A divisional gold medalist—mixed doubles—at the U.S. Open 2018 championships in Naples, Brown is a former competitive badminton player and swimmer originally from the Philippines. She loves playing and coaching, and during round robins often joins players to lead by example as well as offer tips.
The Y’s CEO, Cindy Love-Abounader, is more than happy to have Brown’s talent and expertise.
“We have a new state of the art pickleball courts and are fortunate to have ‘state of the art’ instructors on our YMCA team,” Love-Abounader says. “Mae has a great personality, patience, and professionalism. You will enjoy taking lessons from her!”
“The game is about finesse and placement,” says Brown, explaining that much of the action takes place near the net and involves the “chess” aspect of nudging the ball back and forth into the “kitchen” – a 20’x7′ block on each side of the court nearest the net.
Return a ball a little high during these “dinking” exchanges, and an opponent can smash the ball back provided none of their feet are in the “kitchen.”
This requires constant attention to positional play, because players are permitted to enter the kitchen to return balls that have been strategically dinked—like a tennis drop shot.

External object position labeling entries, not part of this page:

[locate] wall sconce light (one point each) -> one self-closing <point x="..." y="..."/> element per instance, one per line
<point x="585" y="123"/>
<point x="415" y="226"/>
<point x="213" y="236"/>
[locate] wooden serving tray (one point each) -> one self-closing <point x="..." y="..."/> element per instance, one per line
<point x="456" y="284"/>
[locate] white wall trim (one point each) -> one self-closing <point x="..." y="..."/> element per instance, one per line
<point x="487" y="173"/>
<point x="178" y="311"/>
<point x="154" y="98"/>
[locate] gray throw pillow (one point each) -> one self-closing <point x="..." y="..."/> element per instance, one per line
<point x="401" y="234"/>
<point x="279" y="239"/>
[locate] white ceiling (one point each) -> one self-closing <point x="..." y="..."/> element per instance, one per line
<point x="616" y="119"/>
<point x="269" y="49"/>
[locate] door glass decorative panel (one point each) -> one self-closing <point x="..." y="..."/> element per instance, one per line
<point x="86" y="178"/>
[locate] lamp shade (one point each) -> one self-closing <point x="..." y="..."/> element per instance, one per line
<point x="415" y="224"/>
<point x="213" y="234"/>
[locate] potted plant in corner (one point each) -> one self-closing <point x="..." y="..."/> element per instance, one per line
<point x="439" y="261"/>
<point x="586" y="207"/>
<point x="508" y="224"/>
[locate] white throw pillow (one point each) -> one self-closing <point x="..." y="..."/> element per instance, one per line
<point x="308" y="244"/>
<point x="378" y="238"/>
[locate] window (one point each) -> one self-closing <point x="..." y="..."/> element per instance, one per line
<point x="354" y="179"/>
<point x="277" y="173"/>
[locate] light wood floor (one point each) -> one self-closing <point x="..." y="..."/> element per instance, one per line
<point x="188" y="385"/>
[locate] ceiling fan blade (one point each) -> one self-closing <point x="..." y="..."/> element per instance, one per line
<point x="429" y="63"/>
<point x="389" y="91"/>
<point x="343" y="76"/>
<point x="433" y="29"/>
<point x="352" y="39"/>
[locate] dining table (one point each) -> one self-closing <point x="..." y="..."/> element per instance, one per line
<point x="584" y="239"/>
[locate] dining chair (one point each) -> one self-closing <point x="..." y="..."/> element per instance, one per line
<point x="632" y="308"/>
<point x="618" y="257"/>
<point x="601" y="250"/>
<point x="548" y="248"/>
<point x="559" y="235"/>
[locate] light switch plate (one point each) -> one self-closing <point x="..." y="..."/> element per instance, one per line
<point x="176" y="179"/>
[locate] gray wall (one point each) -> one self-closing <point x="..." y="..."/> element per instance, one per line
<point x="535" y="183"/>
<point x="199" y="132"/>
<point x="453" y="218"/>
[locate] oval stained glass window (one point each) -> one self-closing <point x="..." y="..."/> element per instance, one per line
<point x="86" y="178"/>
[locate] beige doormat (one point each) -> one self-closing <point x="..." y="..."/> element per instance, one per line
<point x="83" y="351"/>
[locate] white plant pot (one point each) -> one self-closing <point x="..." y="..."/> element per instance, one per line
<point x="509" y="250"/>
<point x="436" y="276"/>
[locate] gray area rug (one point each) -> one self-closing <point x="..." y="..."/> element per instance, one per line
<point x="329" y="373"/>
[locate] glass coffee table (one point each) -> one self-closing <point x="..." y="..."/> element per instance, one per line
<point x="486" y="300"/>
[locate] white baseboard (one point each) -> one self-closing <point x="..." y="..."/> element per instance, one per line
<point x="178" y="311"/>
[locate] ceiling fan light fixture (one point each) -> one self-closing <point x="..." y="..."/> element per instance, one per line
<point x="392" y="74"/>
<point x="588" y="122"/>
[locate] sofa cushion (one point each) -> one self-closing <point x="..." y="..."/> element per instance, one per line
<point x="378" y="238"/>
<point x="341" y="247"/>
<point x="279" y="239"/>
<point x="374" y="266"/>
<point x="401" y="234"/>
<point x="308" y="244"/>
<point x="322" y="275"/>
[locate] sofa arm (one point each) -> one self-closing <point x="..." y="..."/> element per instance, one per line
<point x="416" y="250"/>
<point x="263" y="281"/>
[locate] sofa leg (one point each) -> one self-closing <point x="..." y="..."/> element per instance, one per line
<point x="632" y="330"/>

About the only other real technicality is that the serving team cannot immediately lunge forward to cut off returns in the air—as in serve and volley in tennis—but have to let the ball bounce first.

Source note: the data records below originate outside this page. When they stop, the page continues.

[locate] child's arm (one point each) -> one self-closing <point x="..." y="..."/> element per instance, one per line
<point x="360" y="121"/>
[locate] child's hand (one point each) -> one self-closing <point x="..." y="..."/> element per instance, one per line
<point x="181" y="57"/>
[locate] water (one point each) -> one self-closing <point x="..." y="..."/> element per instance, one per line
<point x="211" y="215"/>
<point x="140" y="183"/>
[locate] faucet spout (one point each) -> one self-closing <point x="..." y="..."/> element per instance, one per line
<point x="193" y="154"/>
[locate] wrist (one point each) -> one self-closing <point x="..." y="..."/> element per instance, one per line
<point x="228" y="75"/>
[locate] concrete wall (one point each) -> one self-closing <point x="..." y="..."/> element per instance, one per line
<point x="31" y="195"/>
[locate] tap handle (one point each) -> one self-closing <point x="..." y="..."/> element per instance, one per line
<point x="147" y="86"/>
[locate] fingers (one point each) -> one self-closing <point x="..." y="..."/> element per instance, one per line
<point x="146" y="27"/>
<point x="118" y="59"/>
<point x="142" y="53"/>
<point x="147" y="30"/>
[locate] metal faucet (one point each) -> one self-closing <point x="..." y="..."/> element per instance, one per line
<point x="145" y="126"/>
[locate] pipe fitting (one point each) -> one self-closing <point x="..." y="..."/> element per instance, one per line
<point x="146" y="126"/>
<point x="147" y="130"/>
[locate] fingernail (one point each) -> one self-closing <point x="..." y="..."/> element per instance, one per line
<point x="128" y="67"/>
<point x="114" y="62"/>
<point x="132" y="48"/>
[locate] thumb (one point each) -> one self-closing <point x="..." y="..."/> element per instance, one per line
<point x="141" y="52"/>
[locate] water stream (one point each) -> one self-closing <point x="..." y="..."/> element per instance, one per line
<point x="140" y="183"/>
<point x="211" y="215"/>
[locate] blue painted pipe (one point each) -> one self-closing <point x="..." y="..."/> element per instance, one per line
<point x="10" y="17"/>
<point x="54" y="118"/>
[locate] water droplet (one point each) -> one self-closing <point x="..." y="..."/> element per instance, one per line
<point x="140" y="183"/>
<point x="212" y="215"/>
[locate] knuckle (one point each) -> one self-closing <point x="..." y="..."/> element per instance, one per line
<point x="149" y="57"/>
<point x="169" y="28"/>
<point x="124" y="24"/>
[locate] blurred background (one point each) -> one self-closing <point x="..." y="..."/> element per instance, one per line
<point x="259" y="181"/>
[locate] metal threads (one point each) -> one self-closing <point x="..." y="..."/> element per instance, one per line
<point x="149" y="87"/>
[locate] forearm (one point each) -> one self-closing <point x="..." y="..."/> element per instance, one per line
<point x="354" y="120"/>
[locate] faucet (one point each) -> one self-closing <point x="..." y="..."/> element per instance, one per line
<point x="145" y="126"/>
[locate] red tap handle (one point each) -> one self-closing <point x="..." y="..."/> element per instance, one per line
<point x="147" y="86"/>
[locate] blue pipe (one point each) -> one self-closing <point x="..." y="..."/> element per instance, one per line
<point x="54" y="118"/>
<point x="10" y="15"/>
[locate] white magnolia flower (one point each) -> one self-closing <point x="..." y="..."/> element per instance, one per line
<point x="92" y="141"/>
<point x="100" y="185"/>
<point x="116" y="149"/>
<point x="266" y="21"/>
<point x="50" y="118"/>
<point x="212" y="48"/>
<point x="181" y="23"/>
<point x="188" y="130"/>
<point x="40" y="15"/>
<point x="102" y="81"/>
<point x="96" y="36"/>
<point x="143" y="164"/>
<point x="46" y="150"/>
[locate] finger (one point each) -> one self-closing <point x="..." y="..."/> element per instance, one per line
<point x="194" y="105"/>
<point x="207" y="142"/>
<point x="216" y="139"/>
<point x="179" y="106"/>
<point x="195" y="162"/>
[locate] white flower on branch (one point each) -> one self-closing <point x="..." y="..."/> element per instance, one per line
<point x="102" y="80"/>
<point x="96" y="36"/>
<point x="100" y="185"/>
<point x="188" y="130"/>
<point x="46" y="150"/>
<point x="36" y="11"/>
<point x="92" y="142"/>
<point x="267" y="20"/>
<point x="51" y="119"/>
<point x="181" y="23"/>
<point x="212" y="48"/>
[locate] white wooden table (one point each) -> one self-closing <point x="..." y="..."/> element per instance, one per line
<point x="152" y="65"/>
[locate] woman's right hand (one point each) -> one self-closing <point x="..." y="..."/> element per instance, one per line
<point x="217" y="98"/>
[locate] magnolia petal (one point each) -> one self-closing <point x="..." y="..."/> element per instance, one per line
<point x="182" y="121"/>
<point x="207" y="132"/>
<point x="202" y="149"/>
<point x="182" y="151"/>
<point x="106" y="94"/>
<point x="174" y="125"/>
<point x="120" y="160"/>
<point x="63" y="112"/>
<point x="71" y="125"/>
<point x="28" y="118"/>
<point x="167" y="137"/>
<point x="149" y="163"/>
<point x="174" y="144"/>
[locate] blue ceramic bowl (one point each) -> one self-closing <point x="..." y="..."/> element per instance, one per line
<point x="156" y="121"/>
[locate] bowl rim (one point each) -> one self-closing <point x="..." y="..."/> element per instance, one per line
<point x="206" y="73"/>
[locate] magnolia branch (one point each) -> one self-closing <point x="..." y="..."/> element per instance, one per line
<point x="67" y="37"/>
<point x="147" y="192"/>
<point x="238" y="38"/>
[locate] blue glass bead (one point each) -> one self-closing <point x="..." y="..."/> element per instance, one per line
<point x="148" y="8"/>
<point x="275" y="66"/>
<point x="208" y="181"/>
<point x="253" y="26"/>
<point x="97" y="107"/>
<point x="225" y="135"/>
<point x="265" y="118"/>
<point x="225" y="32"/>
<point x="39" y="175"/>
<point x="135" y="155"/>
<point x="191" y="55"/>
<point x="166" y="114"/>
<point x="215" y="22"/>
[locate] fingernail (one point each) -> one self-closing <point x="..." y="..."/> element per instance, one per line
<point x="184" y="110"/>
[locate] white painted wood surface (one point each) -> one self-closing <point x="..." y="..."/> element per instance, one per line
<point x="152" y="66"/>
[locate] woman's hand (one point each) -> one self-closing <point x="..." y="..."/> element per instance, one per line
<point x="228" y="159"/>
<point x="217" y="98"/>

This basically puts the ball in play on an even keel, although some serves—delivered with an underarm, windmill-like motion—can be varied in speed and trajectory to put the initial pressure on opponents.
Brown shares duties with certified coach Jodi Pree, who does Tuesday and Thursday morning sessions for beginners, and also offers clinics and lessons.
An avid sailor along with husband Frank, Brown picked up pickleball just 3 years ago, and attributes the balletic and frenetic sport of badminton for making it easy for her to assimilate.
For more information about pickleball, as well the Y’s wide variety of programs and activities for adults and children, visit marcoymca.org or call 239-394-9622. Follow on Twitter at ymcamarco, on Facebook at marcoymca, and Instagram at ymcamarco.
A Lesson from Mae Brown
In preparation for this article, Brown gave writer Quentin Roux a pickleball introduction and playing lesson. Here are his observations:
As a former squash and racquetball player now a little grayer of plumage, a little broader of girth and slightly slower out of the saddle, I found pickleball a sort of natural progression.
On bicycle rides around the island, I’d heard the slightly peculiar “pock” sound of wiffle-like ball against pickleball paddle, and often stopped in to take a look-see.
Mae first batted drives at me, after which we did some dinking drills in the “kitchen,” and thereafter some serving that isn’t quite as easy as it looks.
It wasn’t long before I broke a sweat—it was a cool morning, actually—and I attributed this almost entirely to darting in and out of the “kitchen.”
The day after the session, I became aware of muscles I never knew I had, plus my back and knees—courtesy of playing college cricket and rugby in South Africa many years previously—didn’t emerge entirely in mint condition.
A couple of days and select pharmaceuticals later, I was back to my particular level of physical normalcy—having thoroughly enjoyed the rush of exercise and the infectious enthusiasm of the players who religiously play this game.